Thursday, April 3, 2008

Reflective Essay


I have never felt more exhausted over school than senior year. Entering English Honors, I didn’t know what to anticipate. I knew that there would be a lot of work, but I didn’t know it was going to be this much work. Walking into the English classroom, immediately I began to feel intimidated by the teacher who welcomed us into his classroom of scattered tables in different sizes and colors.

The year started with summer reading assignments just like the other three years of high school. Each year students were responsible for reading a book or two then they were required to take a test. The tests were not a problem for me and I felt confident that this class would not be a challenge. I was sure that there was nothing to worry about English 12 Honor, but then we were introduced to Explication. Never have I heard of this form of writing called an explication before. It was something new to me and to write a paper on something that I didn’t know how to do was going to be disastrous and nevertheless it did come out disastrous. For the first quarter, every explication I did came with a low score. The highest was a 70. I couldn’t believe in what I was seeing. I was trying so hard and spending hours trying to achieve a great essay, but something was missing. I couldn’t quite catch on what was considered explicating and so I struggled. I started questioning myself if I have been writing papers the wrong way because nothing I wrote was good enough. Unable to write a good paper, this brought my grade down. I felt really disappointed in myself and I started to not enjoy the class and felt even more intimidated by my teacher. I was completely stressed and overwhelmed by the class. I almost reached to a point where I hated English class because it was taking over my life. I would stay up late to write an essay and end up getting a low grade after spending hours on it. I was confused.

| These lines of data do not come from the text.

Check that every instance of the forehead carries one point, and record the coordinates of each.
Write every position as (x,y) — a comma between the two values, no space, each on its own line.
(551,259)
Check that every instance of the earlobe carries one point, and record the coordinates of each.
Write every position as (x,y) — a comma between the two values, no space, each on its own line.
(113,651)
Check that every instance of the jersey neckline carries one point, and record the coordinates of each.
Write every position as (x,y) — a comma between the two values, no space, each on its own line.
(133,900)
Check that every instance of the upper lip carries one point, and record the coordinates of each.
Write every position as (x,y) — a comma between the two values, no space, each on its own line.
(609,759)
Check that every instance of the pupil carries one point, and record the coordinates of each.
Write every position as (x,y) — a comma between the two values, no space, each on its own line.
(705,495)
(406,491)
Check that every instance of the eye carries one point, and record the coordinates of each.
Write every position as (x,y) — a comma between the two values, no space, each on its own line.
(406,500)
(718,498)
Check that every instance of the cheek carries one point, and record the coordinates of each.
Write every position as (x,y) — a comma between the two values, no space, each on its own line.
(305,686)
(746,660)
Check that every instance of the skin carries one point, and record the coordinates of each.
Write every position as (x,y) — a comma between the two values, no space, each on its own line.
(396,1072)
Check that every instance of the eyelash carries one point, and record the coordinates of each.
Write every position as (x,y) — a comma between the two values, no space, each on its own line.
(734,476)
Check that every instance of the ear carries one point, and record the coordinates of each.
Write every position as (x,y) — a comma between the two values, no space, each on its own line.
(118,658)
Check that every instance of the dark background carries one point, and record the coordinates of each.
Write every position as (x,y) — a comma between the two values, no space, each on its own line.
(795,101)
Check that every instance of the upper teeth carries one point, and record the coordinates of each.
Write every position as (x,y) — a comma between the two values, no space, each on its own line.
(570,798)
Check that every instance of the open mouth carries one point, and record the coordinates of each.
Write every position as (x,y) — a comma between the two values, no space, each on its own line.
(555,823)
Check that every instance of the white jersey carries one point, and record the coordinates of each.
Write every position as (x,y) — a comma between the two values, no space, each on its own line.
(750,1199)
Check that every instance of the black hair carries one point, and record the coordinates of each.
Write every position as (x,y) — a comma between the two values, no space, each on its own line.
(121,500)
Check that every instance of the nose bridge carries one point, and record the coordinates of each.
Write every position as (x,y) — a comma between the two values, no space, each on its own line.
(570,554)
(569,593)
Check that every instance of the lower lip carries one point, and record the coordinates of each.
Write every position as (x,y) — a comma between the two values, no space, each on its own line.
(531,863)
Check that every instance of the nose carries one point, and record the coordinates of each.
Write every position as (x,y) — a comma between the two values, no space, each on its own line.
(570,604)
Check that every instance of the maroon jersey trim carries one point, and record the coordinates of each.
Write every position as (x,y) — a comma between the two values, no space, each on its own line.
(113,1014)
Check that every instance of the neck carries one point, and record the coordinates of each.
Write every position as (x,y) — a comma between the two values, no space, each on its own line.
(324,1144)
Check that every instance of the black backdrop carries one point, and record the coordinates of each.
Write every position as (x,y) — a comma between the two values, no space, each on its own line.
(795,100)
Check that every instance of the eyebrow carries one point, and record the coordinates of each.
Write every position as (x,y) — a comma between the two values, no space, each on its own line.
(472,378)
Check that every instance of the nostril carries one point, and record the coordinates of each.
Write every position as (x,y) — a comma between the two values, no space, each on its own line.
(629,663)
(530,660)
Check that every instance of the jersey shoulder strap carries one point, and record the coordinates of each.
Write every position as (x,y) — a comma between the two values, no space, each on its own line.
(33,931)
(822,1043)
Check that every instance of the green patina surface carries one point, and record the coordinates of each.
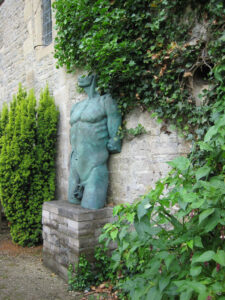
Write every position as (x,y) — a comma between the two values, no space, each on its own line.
(94,126)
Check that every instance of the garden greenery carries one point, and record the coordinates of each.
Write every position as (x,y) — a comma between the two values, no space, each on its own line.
(171,243)
(146,52)
(27,162)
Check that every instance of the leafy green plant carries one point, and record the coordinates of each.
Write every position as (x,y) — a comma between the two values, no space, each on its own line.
(131,132)
(83,275)
(27,154)
(80,276)
(171,243)
(144,54)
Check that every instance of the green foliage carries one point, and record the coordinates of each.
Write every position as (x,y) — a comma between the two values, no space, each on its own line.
(171,243)
(27,172)
(143,52)
(80,277)
(83,275)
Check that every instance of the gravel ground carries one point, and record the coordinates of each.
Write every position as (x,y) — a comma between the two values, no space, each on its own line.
(23,276)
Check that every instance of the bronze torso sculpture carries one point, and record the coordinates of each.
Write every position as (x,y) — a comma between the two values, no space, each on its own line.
(94,126)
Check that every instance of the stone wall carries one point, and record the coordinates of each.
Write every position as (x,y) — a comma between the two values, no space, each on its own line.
(22,59)
(69,231)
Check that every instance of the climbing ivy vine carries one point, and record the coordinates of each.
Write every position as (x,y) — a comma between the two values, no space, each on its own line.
(146,52)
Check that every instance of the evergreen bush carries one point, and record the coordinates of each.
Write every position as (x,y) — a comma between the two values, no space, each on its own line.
(27,162)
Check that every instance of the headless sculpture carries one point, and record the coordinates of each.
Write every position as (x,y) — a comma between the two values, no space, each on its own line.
(93,134)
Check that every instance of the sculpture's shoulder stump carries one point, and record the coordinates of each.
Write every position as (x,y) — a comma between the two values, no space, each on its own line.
(69,231)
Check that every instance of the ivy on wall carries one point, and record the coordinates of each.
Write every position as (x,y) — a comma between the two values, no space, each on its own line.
(27,162)
(146,51)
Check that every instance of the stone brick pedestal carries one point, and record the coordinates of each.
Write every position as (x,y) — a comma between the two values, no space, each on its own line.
(69,231)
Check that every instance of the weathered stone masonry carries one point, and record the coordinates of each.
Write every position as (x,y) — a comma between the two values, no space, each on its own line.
(142,160)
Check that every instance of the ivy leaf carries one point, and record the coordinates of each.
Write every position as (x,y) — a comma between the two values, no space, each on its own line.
(206,256)
(141,209)
(219,257)
(163,282)
(205,214)
(195,270)
(198,242)
(210,133)
(131,63)
(114,234)
(154,294)
(202,172)
(186,295)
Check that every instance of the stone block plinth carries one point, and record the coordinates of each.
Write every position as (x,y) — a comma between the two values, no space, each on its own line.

Instead of giving up, my motivation boosted. I’m not the kind of person who gives up so easily and won’t be satisfied until I do achieve what I want and for English it was to get an “A+” in Explication Essays. Strangely, I started focusing on English more than the other subjects. English somehow became a priority to me. I would commit myself to doing English homework over my AP Class work. By second quarter, the class started to read A Portrait of the Artist as a Young Man. This time I wasn’t going to blindly write my essay. Instead I would seek help from my teacher. I knew that what i needed was an example to show me how to do it, but I was afraid to seek help earlier. I was upset with why I wasn’t getting this by myself, but I couldn’t let myself go through the same thing over again. Speaking with my teacher over organizing my essay and my ideas for the first time, it helped me greatly because i needed the help but i was in denial. As a result, I received my first A- for an explication. I was filled with unspeakable joy. Slowly but surely, I started seeing a difference in my grades. It began to rise each quarter. With the A-, it really motivated me to get an even better grade the next time and it did continue to progress from there. I started to receive positive feedback. With all the other assignments that we were given like the Olson creative project, it helped spark my creativity and the way i analyzed text. Writing the Joyce Paper and Tom Phillips Explication didn't seem so hard anymore and finally i received the A+ that I so greatly desired and this showed me that I was progressing. I couldn’t have been happier.

My view in English started to turn around. When we got into Hamlet, I started to enjoy English class. There was a time where we missed the class for about a week and I said to my friend, “hey, for some odd reason, I actually miss having English class.” This change came so sudden, but it was a sincere feeling because I did miss performing scenes in class and having the laughs. I also found myself to be more open and finally being myself. In the beginning of the year, I was shy and afraid to talk during class discussions because I would feel like what I had to say was going to be wrong and I would always loose my thought. By third quarter, I felt like I was being who I am and showing myself. I acted as Ophelia and sang in class when most people were hesitant to. I didn’t care if I was going to embarrass myself because it was all for humor and I found my teacher quite humorous at times and this allowed me to enjoy English class.

Overall, this year has been a learning experience for me. I started out not getting the grades that I wanted because of Explications, but because of the feedback that I was getting, the practice, and examples from my peers, I learned how to write a well written explication. My conception of the class has changed positively and I’m glad that my year ended this way.